La letteratura, la poesia, le espressioni artistiche costellano tutti i libri di Borgna, a partire dalla persuasione che la creatività non è un prodotto della ragione, ma un evento della follia. In ciò seguendo le orme del più grande psicopatologo del Novecento, Karl Jaspers, che in Genio e follia scrive «ogni volta che ammiriamo un’opera d’arte ci comportiamo come quando ammiriamo una perla, dimenticando che la perla è la malattia della conchiglia. E senza la schizofrenia dell’autore, quell’opera non sarebbe mai nata». Ma per questo occorre avere un rapporto con la follia che ci abita e che di notte ci visita nel teatro dei sogni.

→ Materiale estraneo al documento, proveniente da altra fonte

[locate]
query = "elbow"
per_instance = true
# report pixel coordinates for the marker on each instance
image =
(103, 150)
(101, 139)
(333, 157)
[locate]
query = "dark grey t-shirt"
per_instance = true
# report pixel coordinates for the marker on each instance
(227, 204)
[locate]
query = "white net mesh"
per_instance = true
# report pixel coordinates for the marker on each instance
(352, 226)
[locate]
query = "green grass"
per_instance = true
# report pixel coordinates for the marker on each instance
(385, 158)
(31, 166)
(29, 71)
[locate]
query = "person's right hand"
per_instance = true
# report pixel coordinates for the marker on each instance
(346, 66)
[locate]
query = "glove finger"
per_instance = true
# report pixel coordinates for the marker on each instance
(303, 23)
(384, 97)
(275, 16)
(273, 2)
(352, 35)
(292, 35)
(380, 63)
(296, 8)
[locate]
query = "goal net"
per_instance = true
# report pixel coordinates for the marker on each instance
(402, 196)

E poi Le figure dell’ansia (1997) la cui comparsa fuggitiva e arcana riflette, come in uno specchio, i tratti misteriosi e inquietanti delle realtà psicopatologiche e umane, al di qua e al di là di ogni malattia. Qui lo sguardo dello psichiatra non deve limitarsi e arenarsi nel terreno biologico, dove le figure dell’ansia sono circoscritte e sigillate, mentre invece vanno considerate a partire da quelle situazioni umane contrassegnate dalla solitudine o dalla timidezza, dalla nostalgia o dall’attesa, in una parola dalle inquietudini del cuore, metafora viva che ci avvicina alla cifra segreta e indicibile della condizione umana. Si veda Le intermittenze del cuore (2003).
Nel 2022 Borgna scrive L’agonia della psichiatria che, nel pieno di una trasformazione della vita interiore e di quella collettiva a cui stiamo assistendo, resta lontana da quella vitalità che conobbe nell’epoca della sua rivoluzione ideale ed etica con Franco Basaglia. E in questa lontananza non può tornare ad essere di aiuto alla comprensione della condizione umana, a partire dall’esperienza del dolore e della follia, "sorella infelice della poesia". Quest’anno è uscito l’ultimo libro di Eugenio Borgna che titola L’ascolto del silenzio da lui definito «un elemento che cura e ristora». Non so se Borgna prevedesse la sua fine. In ogni caso ora spetta a noi ascoltare il suo silenzio.